H.B. NO.














relating to the environment.





SECTION 1. The legislature finds that oil spills are a serious environmental threat to Hawaii. Not only does oil pollution threaten Hawaii's delicate ecosystem, but a major oil spill can affect the beaches and environment that the State relies on for tourism.

To prevent oil spills, several states, most notably Washington, have prebooming requirements. Prebooming involves surrounding fuel barges with containment devices before and during fuel transfer in case of an accident. Recently, in Port Angeles, Washington, prebooming of a fuel barge before fueling began helped contain the spill of bunker fuel that spilled into the bay. Since 2007, Washington state law has required companies to circle vessels with protective boom every time they refuel.

The purpose of this Act is to prevent oil spills from polluting Hawaii harbors by requiring all fuel barges to be surrounded by oil spill protective boom during loading operations.

SECTION 2. Chapter 266, Hawaii Revised Statutes, is amended by adding a new section to be appropriately designated and to read as follows:

"266-   Marine transfer facilities; transfer of hazardous substances. (a) These standards apply to all hazardous substance transfers from fuel barges to marine transfer facilities in state harbors.

(b) If hazardous substances are transferred at a marine transfer facility, there shall be kept available a length of flotation boom or other containment device sufficient to totally enclose a vessel while engaged in the transfer of hazardous substances from a vessel to the facility, from the facility to a vessel, or between vessels. When transferring hazardous substances between vessels, the containment device shall be capable of encircling both vessels.

(c) A containment device shall be deployed by the boom boat crew prior to commencing the transfer of any hazardous substance when current and wind conditions permit the effective use of such devices and the device can be safely deployed without endangering any personnel, any vessel, or obstructing any shipping channel.

(d) When conditions including the presence or imminent occurrence of high surf, flooding, tsunami, or hurricane prevent the immediate deployment of a containment device, such containment device shall be maintained by the boom boat crew on a standby basis during the transfer for rapid deployment in the event of a discharge.

(e) When transferring hazardous substances to or from a vessel that is moored to a dock, the containment device is to encircle the entire vessel except for the area of the dock the vessel sits adjacent to, if the dock is capable of acting as an effective barrier.

(f) The containment device shall be deployed not less than fifteen feet from the vessel prior to commencement of the transfer operation, except in the case where a dock may act as part of the containment, and shall be maintained in a manner that minimizes the potential for any discharged hazardous substance from leaving the contained area.

(g) Prior to the removal of a deployed containment device, all discharged hazardous substances contained by the device shall be properly cleaned up and removed.

(h) Any containment device deployed shall be retrieved and properly secured by the boom boat crew upon completion of the transfer, or at such time as it is no longer needed to prevent the spread of or to divert a discharge. If the containment device is contaminated, it shall be properly cleaned or disposed of.

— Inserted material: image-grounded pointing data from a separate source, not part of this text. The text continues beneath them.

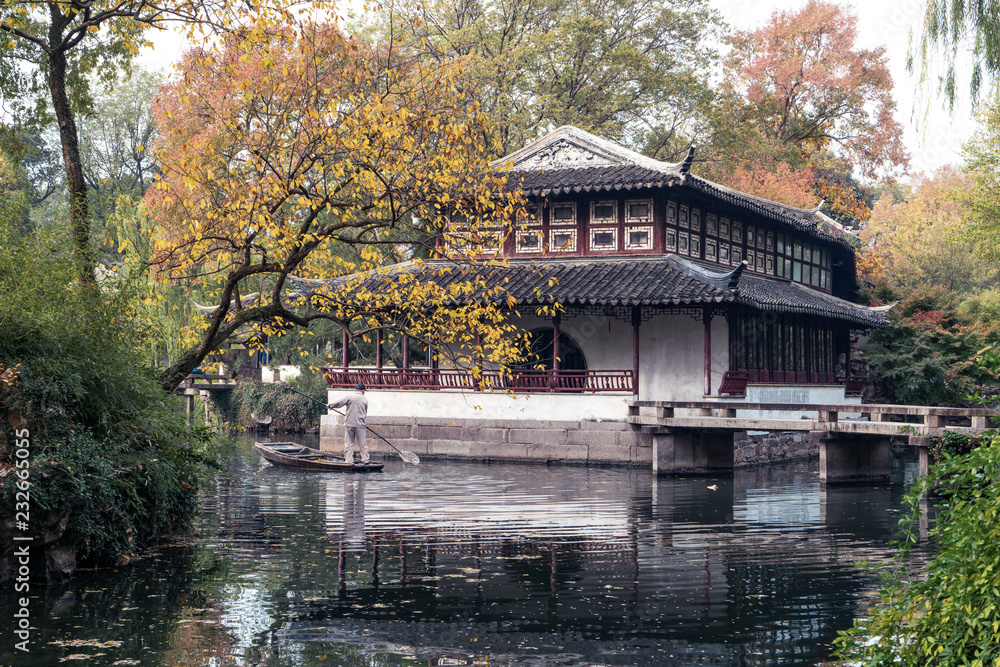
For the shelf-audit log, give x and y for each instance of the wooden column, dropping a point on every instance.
(406, 360)
(479, 356)
(707, 319)
(636, 321)
(345, 358)
(847, 358)
(553, 380)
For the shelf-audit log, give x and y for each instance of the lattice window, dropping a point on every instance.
(604, 238)
(639, 238)
(639, 211)
(562, 240)
(529, 241)
(604, 212)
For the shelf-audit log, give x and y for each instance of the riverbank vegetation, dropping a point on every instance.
(113, 464)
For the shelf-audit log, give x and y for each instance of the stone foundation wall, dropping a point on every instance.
(753, 447)
(581, 442)
(604, 443)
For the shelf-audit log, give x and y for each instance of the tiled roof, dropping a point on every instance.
(663, 280)
(589, 179)
(569, 161)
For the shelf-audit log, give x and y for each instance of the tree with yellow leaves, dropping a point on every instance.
(51, 51)
(296, 155)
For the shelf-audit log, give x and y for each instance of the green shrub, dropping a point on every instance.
(949, 614)
(110, 451)
(252, 402)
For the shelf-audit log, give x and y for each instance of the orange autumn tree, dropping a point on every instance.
(301, 153)
(799, 92)
(927, 240)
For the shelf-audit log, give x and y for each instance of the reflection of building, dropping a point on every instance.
(673, 288)
(666, 564)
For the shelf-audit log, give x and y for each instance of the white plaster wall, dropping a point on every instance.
(782, 393)
(279, 373)
(671, 358)
(444, 404)
(671, 350)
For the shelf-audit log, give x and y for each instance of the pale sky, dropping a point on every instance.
(933, 137)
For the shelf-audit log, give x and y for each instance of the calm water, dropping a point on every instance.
(468, 564)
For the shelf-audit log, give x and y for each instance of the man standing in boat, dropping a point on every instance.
(355, 423)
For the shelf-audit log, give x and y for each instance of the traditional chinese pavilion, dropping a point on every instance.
(673, 288)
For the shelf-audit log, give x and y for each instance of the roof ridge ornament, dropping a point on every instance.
(686, 164)
(729, 280)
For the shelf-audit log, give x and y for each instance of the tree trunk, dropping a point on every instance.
(78, 209)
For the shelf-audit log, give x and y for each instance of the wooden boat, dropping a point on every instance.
(294, 455)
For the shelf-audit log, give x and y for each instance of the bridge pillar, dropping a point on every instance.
(701, 452)
(854, 459)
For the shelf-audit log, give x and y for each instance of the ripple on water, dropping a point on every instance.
(447, 563)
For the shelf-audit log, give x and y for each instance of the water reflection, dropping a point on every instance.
(461, 564)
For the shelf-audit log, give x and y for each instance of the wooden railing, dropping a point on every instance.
(521, 381)
(915, 421)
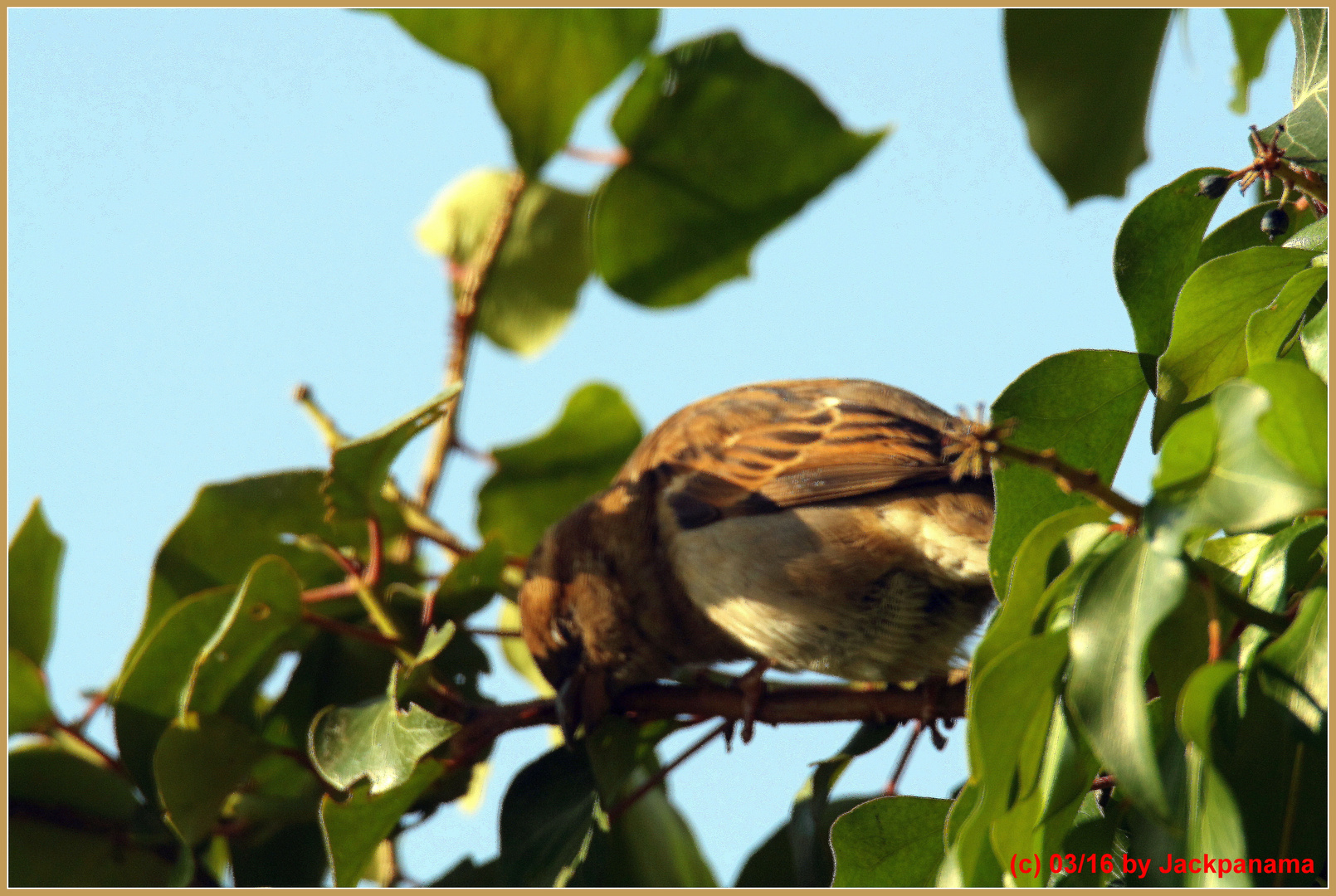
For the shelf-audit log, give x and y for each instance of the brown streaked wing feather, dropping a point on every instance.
(787, 444)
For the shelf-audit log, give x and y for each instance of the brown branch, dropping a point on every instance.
(461, 338)
(339, 626)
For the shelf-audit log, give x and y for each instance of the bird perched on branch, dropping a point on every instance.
(802, 523)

(i) The boom boat crew shall be able to quickly disconnect the containment device in the event of an emergency.

(j) Containment devices and associated equipment, including the equipment used to deploy the containment device, shall be of the appropriate size and design for the environmental conditions encountered in the transfer area based on the manufacturer's specifications.

(k) To meet the requirements of this section, the owner or operator of the marine transfer facility shall have a boom boat crew trained in the proper use and maintenance of containment devices and recovery equipment and record the beginning and ending times of containment device deployment.

(l) For purposes of this section:

"Boom boat crew" means individuals employed by or under contract with a marine transfer facility who are trained in and responsible for deploying and maintaining containment devices.

"Containment device" means a flotation boom or other effective barrier containment material suitable for containment of hazardous substances discharged onto the surface of the water.

"Fuel barge" means any vessel that carries oil or a hazardous substance in bulk as cargo or in residue.

"Hazardous substance" means oil, petroleum, petroleum product, or other non-miscible lighter-than-water substance.

"Marine transfer facility" means a facility or harbor that receives hazardous substances from fuel barges."

SECTION 3. New statutory material is underscored.

SECTION 4. This Act shall take effect on January 1, 2014.




















Report Title:

Oil; Loading; Oil Booms; Harbors; Containment Device; Petroleum



Requires that all loading operations of oil petroleum, petroleum products, and other non-miscible lighter-than-water substances in any state harbor must be surrounded by containment devices.




The summary description of legislation appearing on this page is for informational purposes only and is not legislation or evidence of legislative intent.